Érigée au XVIe siècle près de la chapelle du Rohic à Vannes, cette croix bannière en granit de quatre mètres déploie une iconographie remarquable : Crucifixion, Pietà et Saint-Michel sculptés avec une rare expressivité bretonne.
Dressée sur ses quatre degrés de pierre comme une sentinelle minérale aux portes du vieux Vannes, la croix du Rohic appartient à cette famille singulière des croix bannières qui jalonnent la Bretagne profonde. Haute de quatre mètres au-dessus de ses gradins, elle impose une présence silencieuse que les siècles n'ont pas entamée. Son inscription aux Monuments Historiques dès 1929 témoigne de la valeur patrimoniale reconnue de longue date à cet ouvrage de dévotion populaire.
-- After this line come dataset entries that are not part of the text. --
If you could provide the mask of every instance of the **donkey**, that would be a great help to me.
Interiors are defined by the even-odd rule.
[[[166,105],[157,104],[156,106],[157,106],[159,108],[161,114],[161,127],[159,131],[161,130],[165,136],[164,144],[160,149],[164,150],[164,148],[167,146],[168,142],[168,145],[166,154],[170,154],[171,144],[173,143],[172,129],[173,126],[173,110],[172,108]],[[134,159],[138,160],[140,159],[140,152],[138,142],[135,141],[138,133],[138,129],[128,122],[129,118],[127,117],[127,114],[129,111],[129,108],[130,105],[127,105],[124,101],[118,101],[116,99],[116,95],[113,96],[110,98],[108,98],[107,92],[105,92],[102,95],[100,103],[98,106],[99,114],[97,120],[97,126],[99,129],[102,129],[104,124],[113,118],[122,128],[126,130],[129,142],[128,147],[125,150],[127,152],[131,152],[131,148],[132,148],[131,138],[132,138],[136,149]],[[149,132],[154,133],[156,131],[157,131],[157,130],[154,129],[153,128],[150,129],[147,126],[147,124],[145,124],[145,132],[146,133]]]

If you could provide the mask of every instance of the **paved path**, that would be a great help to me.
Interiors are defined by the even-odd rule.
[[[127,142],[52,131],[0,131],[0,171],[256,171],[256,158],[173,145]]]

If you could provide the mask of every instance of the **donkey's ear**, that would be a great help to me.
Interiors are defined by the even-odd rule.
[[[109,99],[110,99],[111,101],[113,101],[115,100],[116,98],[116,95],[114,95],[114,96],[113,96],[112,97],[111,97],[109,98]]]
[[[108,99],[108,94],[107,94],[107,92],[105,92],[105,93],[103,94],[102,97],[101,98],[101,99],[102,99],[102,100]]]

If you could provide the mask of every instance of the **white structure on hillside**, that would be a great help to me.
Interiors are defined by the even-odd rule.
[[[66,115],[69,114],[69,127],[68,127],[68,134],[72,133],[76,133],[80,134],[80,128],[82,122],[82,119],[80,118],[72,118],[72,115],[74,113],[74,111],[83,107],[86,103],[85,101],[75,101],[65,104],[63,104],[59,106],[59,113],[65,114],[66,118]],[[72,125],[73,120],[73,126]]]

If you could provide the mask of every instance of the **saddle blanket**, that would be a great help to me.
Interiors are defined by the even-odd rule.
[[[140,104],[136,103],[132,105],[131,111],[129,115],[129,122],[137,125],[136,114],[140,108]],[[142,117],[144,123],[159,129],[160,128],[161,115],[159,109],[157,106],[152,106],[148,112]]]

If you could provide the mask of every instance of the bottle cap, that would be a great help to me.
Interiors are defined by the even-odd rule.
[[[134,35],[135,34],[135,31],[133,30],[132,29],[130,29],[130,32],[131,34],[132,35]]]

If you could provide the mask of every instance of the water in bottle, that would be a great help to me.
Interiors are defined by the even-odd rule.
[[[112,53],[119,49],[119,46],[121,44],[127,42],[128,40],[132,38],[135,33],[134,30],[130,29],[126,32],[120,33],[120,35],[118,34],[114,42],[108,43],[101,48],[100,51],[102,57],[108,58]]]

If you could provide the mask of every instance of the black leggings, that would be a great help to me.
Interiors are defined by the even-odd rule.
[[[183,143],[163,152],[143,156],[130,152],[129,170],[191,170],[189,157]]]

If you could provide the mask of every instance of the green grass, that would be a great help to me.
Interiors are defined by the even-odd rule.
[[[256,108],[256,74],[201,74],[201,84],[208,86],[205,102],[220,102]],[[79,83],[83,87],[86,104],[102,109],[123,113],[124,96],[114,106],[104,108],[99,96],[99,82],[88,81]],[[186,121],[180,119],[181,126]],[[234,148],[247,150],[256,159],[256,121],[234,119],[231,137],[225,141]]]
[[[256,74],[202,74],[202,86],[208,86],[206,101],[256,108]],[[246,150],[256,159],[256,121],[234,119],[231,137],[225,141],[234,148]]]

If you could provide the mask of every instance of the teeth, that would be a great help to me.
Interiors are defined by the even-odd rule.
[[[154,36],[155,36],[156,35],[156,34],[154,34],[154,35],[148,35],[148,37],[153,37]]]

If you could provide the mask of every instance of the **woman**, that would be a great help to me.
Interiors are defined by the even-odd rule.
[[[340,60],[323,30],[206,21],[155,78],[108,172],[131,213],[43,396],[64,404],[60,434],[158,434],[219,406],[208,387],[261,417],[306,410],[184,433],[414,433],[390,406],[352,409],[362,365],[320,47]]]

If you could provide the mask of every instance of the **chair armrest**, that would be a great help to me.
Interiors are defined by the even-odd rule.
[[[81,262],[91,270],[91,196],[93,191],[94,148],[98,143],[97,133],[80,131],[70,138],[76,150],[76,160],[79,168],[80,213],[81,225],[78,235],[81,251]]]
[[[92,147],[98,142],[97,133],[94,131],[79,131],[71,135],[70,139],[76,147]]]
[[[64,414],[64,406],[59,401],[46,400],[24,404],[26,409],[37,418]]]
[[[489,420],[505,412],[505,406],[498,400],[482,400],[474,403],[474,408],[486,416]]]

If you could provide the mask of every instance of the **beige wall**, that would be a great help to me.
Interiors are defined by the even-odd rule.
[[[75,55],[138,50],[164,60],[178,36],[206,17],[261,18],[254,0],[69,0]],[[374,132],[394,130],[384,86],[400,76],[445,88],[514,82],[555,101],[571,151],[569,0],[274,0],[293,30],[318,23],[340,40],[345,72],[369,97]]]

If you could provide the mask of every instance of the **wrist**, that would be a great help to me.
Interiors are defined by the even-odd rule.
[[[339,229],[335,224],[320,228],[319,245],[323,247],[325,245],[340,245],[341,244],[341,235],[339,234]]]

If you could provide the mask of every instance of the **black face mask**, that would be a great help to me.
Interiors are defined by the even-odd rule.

Ce qui distingue véritablement la croix du Rohic parmi les nombreuses croix monumentales du Morbihan, c'est la densité iconographique de son tableau supérieur. Deux faces principales y dialoguent : la Crucifixion classique avec la Vierge et saint Jean d'un côté, une Pietà bouleversante de l'autre. Sur les faces latérales apparaissent deux personnages supplémentaires, dont saint Michel, l'archange guerrier si cher à la piété bretonne. Cette multiplicité des scènes dans un espace aussi contraint révèle l'ambition narrative du commanditaire et le savoir-faire du tailleur de pierre vannetais du XVIe siècle. La visite de la croix s'inscrit naturellement dans la découverte du quartier du Rohic et de sa chapelle attenante, ensemble qui forme un micro-paysage spirituel caractéristique des faubourgs de l'ancienne cité épiscopale. On prend le temps de tourner lentement autour du fût octogonal, de déchiffrer les accolades gothiques encadrant les scènes principales, de lire dans la pierre grise du granit les traces du ciseau médiéval. Le contraste entre la robustesse du matériau et la délicatesse des figures sculptées est saisissant. Le cadre environnant conserve quelque chose de l'atmosphère recueillie des anciens villages péri-urbains. Vannes, ville d'art et d'histoire aux remparts remarquables, offre à quelques pas de là tous les contrastes d'une cité médiévale vivante. La croix du Rohic constitue ainsi une halte inattendue, un de ces monuments modestes mais intenses qui font la richesse du patrimoine breton hors des circuits touristiques battus.
La croix du Rohic est entièrement taillée dans le granit gris caractéristique du Morbihan, matériau noble et durable qui explique en partie la remarquable conservation des volumes après cinq siècles d'exposition aux éléments. L'ensemble repose sur un perron de quatre marches surmontant un soubassement en forme d'autel, disposition qui confère à la croix une majesté liturgique rappelant les autels à ciel ouvert du Moyen Âge. La base quadrangulaire, sobre et dépourvue de sculpture, assure la transition entre l'assise et le fût. Ce fût octogonal constitue l'une des caractéristiques architecturales les plus intéressantes de la croix. La section à huit pans, fréquente dans la sculpture bretonne du XVIe siècle, allège visuellement le support tout en lui conférant une légèreté géométrique rare. Il est couronné d'un chapiteau qui fait la jonction avec le tableau supérieur — élément en forme de cube terminé en rectangle régulier, encadré d'accolades gothiques sur ses deux faces principales. Ces accolades, motif ornemental hérité de l'architecture flamboyante, forment des arcs brisés stylisés qui mettent en valeur les scènes sculptées de la Crucifixion et de la Pietà. La hauteur totale de quatre mètres au-dessus des gradins place la croix dans la catégorie des monuments de grande taille pour ce type d'ouvrage, affirmant une volonté de visibilité et d'ostension clairement assumée par ses commanditaires.